In one scene set in the future, a free society has set itself up on the outskirts of the approved territory. It’s a Wild West kind of place complete with a black-market currency, a rowdy bar and a radioactive forest full of deformed humans. When Billie impulsively takes Spike (who has become, literally, just a talking head) into this territory, Spike is stolen by a group of young lesbians. Eventually, Billie finds Spike, set between a woman’s legs, pleasuring the woman with her electric tongue. When Billie scolds Spike, the robot announces that this has “enriched my circuitry.” Billie thinks, “Great.

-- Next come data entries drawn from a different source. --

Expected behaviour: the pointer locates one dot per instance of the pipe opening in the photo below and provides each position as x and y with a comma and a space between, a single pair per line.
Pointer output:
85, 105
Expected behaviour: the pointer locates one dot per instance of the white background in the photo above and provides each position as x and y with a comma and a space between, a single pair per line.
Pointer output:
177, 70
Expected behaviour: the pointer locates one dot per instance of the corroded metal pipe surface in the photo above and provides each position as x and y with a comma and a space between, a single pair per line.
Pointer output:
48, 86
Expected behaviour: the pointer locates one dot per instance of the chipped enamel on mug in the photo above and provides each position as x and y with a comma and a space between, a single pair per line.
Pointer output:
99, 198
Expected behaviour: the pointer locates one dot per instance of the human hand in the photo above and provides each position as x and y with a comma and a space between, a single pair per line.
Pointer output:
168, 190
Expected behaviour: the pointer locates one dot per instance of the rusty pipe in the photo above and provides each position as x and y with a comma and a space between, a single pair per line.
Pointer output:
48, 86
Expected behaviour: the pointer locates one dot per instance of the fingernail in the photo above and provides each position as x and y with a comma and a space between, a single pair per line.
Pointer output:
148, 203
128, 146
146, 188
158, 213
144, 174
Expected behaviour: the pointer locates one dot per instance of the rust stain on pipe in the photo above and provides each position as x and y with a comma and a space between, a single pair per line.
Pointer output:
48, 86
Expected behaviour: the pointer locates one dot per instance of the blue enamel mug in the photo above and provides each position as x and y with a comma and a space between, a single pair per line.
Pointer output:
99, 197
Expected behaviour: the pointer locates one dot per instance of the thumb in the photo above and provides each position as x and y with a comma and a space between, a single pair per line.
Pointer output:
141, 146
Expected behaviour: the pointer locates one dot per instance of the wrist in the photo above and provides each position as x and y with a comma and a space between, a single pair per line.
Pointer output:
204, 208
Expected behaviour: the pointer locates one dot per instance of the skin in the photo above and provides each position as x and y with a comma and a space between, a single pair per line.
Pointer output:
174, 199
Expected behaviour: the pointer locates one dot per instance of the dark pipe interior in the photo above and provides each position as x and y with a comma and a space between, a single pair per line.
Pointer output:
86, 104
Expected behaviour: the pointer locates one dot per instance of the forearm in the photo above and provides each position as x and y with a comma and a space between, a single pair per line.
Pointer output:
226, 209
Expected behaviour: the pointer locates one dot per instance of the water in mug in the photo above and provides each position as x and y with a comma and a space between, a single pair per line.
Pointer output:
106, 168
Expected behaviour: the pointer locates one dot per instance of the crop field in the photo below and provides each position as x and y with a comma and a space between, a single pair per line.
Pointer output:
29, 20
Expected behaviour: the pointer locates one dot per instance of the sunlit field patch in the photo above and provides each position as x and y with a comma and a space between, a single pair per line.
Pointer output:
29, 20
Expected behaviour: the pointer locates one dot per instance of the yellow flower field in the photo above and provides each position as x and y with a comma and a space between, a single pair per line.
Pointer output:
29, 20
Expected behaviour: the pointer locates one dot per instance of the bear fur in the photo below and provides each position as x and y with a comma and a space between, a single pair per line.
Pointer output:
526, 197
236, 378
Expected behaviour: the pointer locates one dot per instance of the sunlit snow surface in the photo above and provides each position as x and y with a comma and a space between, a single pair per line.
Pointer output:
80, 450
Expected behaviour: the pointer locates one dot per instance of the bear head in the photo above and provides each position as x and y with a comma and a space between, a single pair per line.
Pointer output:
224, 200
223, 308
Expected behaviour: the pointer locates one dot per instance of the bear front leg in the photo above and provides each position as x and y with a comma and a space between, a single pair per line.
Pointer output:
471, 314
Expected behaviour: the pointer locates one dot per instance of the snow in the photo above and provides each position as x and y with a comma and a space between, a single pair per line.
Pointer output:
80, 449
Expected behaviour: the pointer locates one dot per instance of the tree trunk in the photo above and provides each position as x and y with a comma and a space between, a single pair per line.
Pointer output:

The robot that was designed to become the world-sage has had oral sex with a teenager named Nebraska and become a drop-out free-love silicon guru.” The same-sex-attraction slant of The Stone Gods will please LGBT readers, but it is not the main purpose of the story. Instead, love is framed as salvation, wherever it appears, and as possibly the only antidote for human societies keen on plunder, war and self-destruction.
As Winterson writes, shortly before the novel comes to its conclusion, “A quantum universe—neither random nor determined. A universe of potentialities, waiting for an intervention to affect the outcome. Love is an intervention. Why do we not choose it?”